Peptida adalah zat yang merupakan rantai residu gugus amino. Berbagai kelompok zat ini terlibat dalam sebagian besar proses yang terjadi dalam tubuh manusia. C-peptida, atau peptida pengikat, dibentuk di pankreas bersama dengan insulin, sehingga tingkat sintesisnya dapat ditentukan pada insulin pasien yang masuk ke dalam darah.

Insulin disintesis dalam sel beta oleh beberapa reaksi kimia berturut-turut. Jika Anda naik satu langkah untuk mendapatkan molekulnya, kita akan melihat proinsulin. Ini adalah zat tidak aktif yang terdiri dari insulin dan C-peptida. Pankreas dapat menundanya dalam bentuk cadangan, dan tidak membuangnya langsung ke aliran darah. Untuk mulai bekerja pada transfer gula ke sel-sel, proinsulin dibagi menjadi molekul insulin dan C-peptida, mereka bersama-sama dalam jumlah yang sama memasuki darah dan dibawa sepanjang saluran. Hal pertama yang mereka lakukan adalah sampai ke hati.

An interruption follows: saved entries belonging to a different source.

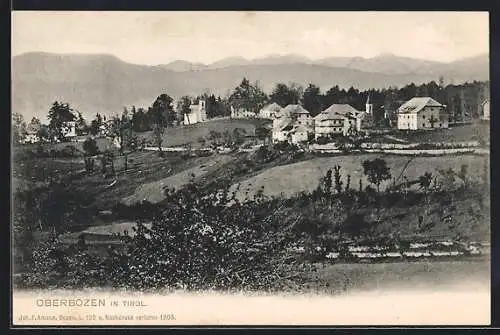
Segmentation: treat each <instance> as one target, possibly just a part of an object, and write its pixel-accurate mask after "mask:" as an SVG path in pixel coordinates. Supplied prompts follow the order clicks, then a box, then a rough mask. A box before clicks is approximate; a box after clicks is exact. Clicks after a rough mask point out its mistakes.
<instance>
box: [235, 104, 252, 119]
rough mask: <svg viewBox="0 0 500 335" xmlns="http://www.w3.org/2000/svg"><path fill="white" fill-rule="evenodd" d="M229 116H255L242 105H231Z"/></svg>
mask: <svg viewBox="0 0 500 335" xmlns="http://www.w3.org/2000/svg"><path fill="white" fill-rule="evenodd" d="M231 117H232V118H233V119H252V118H255V113H253V112H250V111H248V110H247V109H245V108H242V107H239V108H234V107H233V106H231Z"/></svg>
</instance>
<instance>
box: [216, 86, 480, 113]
mask: <svg viewBox="0 0 500 335" xmlns="http://www.w3.org/2000/svg"><path fill="white" fill-rule="evenodd" d="M418 96H428V97H431V98H434V99H435V100H437V101H439V102H441V103H443V104H445V105H447V109H448V112H449V113H450V114H451V115H452V120H453V121H466V120H468V119H471V118H477V117H479V114H480V111H481V104H482V102H483V101H484V100H485V99H486V98H488V97H489V82H478V81H474V82H472V83H465V84H461V85H452V84H449V85H446V86H445V85H444V79H443V78H442V77H441V78H439V83H436V82H435V81H431V82H429V83H424V84H421V85H415V84H414V83H411V84H408V85H406V86H404V87H401V88H396V87H389V88H384V89H370V90H364V91H361V90H358V89H356V88H354V87H350V88H349V89H347V90H346V89H343V88H342V89H341V88H340V87H339V86H338V85H335V86H333V87H331V88H330V89H328V90H327V91H326V92H324V93H322V92H321V89H320V87H318V86H316V85H314V84H312V83H310V84H309V85H308V86H307V87H305V88H304V87H302V86H301V85H299V84H296V83H290V84H288V85H287V84H284V83H278V84H276V86H275V87H274V89H273V90H272V91H271V93H270V94H269V95H268V94H266V93H265V92H264V91H263V89H262V88H261V87H260V86H259V83H258V82H255V83H251V82H250V81H249V80H248V79H247V78H243V80H242V82H241V83H240V85H239V86H237V87H236V88H235V89H234V90H233V92H232V93H230V94H229V95H228V97H227V99H224V100H220V98H219V99H218V101H221V103H225V106H226V109H225V113H226V114H224V113H221V112H218V111H217V112H216V114H215V115H217V116H218V115H220V116H224V115H227V105H230V106H233V107H234V108H244V109H246V110H248V111H251V112H255V113H257V112H258V111H259V110H260V109H261V108H262V107H263V106H264V105H266V104H268V103H273V102H275V103H277V104H278V105H280V106H282V107H285V106H287V105H289V104H301V105H302V106H303V107H304V108H305V109H306V110H308V111H309V112H310V113H311V115H312V116H313V117H314V116H316V115H317V114H319V113H320V112H321V111H322V110H324V109H326V108H328V107H329V106H330V105H332V104H334V103H337V104H349V105H351V106H353V107H354V108H356V109H358V110H364V109H365V104H366V101H367V99H368V97H369V98H370V102H371V103H372V104H373V105H374V107H375V113H376V116H378V117H379V118H381V117H382V116H383V114H384V112H387V114H388V115H389V116H390V115H391V114H393V113H394V112H395V111H396V110H397V108H398V107H399V106H400V105H401V104H403V103H404V102H405V101H407V100H410V99H411V98H413V97H418Z"/></svg>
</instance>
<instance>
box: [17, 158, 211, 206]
mask: <svg viewBox="0 0 500 335" xmlns="http://www.w3.org/2000/svg"><path fill="white" fill-rule="evenodd" d="M212 160H213V158H212V157H196V158H182V157H180V156H170V157H164V158H161V157H159V156H158V153H157V152H147V151H146V152H135V153H133V154H131V155H129V158H128V170H127V171H124V170H123V166H124V158H123V157H120V156H118V157H117V158H116V159H115V162H114V165H115V169H116V171H117V173H116V175H115V176H114V177H104V176H103V175H102V174H101V173H100V171H99V167H100V163H99V162H96V166H97V171H95V172H94V173H92V174H90V175H89V174H87V173H86V172H85V166H84V163H83V159H82V158H58V159H52V158H36V159H33V160H30V161H29V162H22V163H21V162H18V163H17V164H15V165H14V169H13V170H14V171H13V175H14V180H13V186H14V188H15V189H20V188H24V189H26V188H27V187H29V185H33V184H31V183H33V182H34V183H36V184H37V185H41V184H43V181H44V180H47V178H48V177H51V178H53V179H60V178H62V180H65V183H67V184H68V185H71V186H72V187H73V188H74V190H75V192H82V193H83V194H85V195H86V196H88V197H91V198H92V199H93V203H94V204H95V206H96V207H97V208H99V209H109V208H111V207H113V206H114V205H116V204H117V203H119V202H121V201H122V199H123V198H126V197H128V196H130V195H132V194H134V192H135V191H136V189H137V188H138V187H139V186H141V185H144V184H146V185H148V183H151V182H155V183H156V182H157V181H161V180H162V179H164V178H167V177H170V176H172V175H175V174H177V173H181V172H183V171H189V169H191V168H193V167H199V166H203V165H205V164H210V162H212ZM165 186H170V185H168V184H166V185H165ZM157 192H159V193H161V192H162V189H161V187H160V186H158V190H157Z"/></svg>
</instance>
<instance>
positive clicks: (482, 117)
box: [481, 99, 490, 120]
mask: <svg viewBox="0 0 500 335" xmlns="http://www.w3.org/2000/svg"><path fill="white" fill-rule="evenodd" d="M482 107H483V113H482V115H481V119H483V120H489V119H490V99H486V100H485V101H484V102H483V106H482Z"/></svg>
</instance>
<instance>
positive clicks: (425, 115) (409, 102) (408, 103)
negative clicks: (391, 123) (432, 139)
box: [397, 97, 448, 130]
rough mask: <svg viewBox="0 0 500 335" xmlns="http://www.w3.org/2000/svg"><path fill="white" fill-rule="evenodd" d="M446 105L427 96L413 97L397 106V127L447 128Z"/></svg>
mask: <svg viewBox="0 0 500 335" xmlns="http://www.w3.org/2000/svg"><path fill="white" fill-rule="evenodd" d="M445 108H446V106H445V105H442V104H440V103H439V102H437V101H436V100H434V99H432V98H429V97H418V98H413V99H411V100H409V101H407V102H405V103H404V104H403V105H402V106H401V107H399V109H398V112H397V117H398V120H397V127H398V129H410V130H417V129H434V128H448V114H447V113H446V111H445Z"/></svg>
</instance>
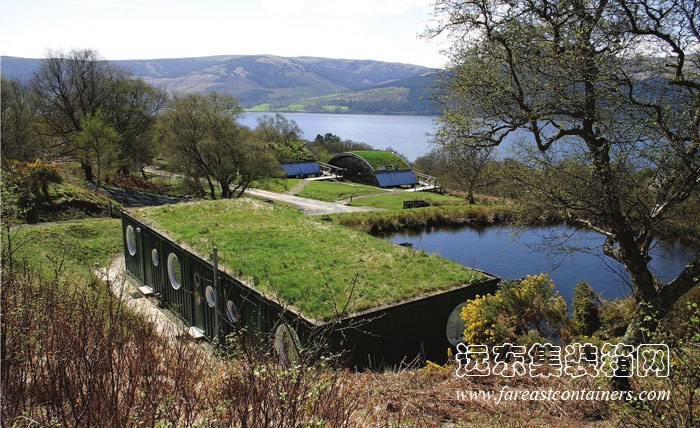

Ketika hati terganggu, insulin dapat dimetabolisme sebagian di dalamnya, tetapi peptida-C lewat dengan bebas, karena diekskresikan secara eksklusif oleh ginjal. Karena itu, konsentrasinya dalam darah dengan kepastian yang lebih besar mencerminkan sintesis hormon dalam pankreas.

Setengah dari insulin dalam darah hancur sudah 4 menit setelah produksi, sementara kehidupan C-peptide secara signifikan lebih lama - sekitar 20 menit. Analisis C-peptida untuk menilai fungsi pankreas lebih tepat, karena fluktuasi kurang. Karena rentang hidup yang berbeda, tingkat C-peptida dalam darah adalah 5 kali jumlah insulin.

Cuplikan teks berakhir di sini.